Implementing so many interrelated changes would require cooperation across industry segments, but that was the role of the eBeam Initiative. The top technical problem was the massive CPU time needed for simulating eBeam exposure on a full mask in order to correct it. The Monte Carlo method (following random electron trajectories) would take the age of the universe to converge. The kernel-based approach developed for optical proximity correction appeared to be more promising, but covering a full mask would require an immensely powerful computer.

Two years later at this year’s meeting, D2S and Fujimura announced TrueMask MDP, claimed to be the first model-based mask data preparation system that can process a mask—full of data in less than 24 hours. The computational platform is a dedicated supercomputer with 400 TFLOPS of CPU + GPU power, 11 Tbytes of RAID storage, tuned specifically for the D2S TrueModel engine. That means the system can synthesize more than 80 billion shots per day, enough to do a 40mm x 40mm SOC chip with ~50shots/μm2 in 24 hours. TrueMask MDP also includes a proprietary test chip and automated model calibration engine, according to Fujimura.

The proof is in the performance, though. Byung-Gook Kim of Samsung presented the first TrueMask paper on processing a 14nm-generation ideal ILT-design memory contact layer. Overlapping shot synthesis took 18.5 hrs and produced a design with 52% fewer e-beam shots than “Manhattanized” ILT, speeding write time proportionately (24 hours, not 48!). The better contrast improved dose margin and mask quality. The 2D contour edge placement error was less than 1.0nm, with mean error of less than 0.03nm. Fujimura commented that the write time reduction for conventional Manhattan designs might be less: only 20% to 30%.

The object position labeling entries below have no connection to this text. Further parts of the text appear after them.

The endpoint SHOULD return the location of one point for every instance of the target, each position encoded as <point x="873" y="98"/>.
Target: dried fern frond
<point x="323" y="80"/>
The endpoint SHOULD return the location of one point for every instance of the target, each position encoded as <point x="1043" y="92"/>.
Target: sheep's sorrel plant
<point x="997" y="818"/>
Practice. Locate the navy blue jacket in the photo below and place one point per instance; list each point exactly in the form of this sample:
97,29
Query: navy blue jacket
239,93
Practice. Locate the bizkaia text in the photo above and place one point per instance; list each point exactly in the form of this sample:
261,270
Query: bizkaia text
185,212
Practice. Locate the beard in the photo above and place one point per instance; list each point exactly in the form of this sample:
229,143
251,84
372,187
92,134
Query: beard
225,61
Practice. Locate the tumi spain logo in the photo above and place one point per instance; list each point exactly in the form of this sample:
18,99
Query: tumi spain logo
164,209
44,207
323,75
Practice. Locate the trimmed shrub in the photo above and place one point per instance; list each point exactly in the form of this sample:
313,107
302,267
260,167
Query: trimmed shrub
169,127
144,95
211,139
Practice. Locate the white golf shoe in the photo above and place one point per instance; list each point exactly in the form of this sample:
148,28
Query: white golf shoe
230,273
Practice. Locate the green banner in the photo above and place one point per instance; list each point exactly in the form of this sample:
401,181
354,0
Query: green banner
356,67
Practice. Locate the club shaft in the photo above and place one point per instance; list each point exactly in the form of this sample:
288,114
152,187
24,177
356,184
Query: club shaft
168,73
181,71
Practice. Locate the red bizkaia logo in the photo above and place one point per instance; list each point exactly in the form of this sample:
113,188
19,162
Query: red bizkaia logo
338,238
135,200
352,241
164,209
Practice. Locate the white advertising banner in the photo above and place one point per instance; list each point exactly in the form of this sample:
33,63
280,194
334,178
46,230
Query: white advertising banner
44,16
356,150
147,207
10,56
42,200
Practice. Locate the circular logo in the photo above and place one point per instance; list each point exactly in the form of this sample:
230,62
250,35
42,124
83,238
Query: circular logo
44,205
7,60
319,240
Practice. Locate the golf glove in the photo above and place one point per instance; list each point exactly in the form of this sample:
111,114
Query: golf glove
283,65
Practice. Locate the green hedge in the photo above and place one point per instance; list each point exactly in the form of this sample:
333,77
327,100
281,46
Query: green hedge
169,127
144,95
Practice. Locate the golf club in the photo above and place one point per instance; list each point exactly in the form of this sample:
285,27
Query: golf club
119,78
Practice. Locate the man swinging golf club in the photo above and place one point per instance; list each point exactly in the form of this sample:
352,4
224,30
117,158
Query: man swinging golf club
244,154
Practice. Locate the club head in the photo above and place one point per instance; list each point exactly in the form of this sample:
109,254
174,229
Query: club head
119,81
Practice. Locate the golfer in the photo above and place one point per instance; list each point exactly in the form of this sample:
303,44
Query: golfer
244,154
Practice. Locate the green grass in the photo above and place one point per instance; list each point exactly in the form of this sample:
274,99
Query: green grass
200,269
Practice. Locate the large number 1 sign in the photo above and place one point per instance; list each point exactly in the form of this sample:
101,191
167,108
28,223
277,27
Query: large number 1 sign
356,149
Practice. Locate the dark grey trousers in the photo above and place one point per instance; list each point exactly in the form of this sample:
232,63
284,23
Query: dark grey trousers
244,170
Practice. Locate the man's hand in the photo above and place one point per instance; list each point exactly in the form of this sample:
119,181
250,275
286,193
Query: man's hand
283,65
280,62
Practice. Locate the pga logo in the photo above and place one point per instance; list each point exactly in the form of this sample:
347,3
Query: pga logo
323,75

He also reported that one full-scale D2S Computational Design Platform was already in the field and he expected every major mask manufacturer would have to buy their own to preserve their secrets. At D2S, there was also a 100 TFLOPS prototype used for further development, which would soon include shot-by-shot dose modulation.

One criticism of ILT has been that the resulting curvilinear masks could not be inspected or repaired. That may no longer be true. Yalin Xiong, general manager of KLA-Tencor’s RAPID Division noted that their optical mask inspection solutions now can be used with the TrueMask output for die-to-database inspection. TrueMask MDP accepts OASIS or GDSII files as input and produces write-tool language output compatible with Nuflare EBM-7000 (and above) and JEOL JBX-3040 to -3200MV mask writing tools, installed at all leading mask-makers.

So, is the joke now on the muse Moorissa, rather than the mask makers? Probably not. The realm for future mischief has just shifted to computation and EUVL. By applying the results of 30 years of Moore’s law improvement to the electron beam patterning process, the eBeam Initiative may just have enabled Moore’s law to continue—in spite of Coulomb’s law and the negativity of all electrons.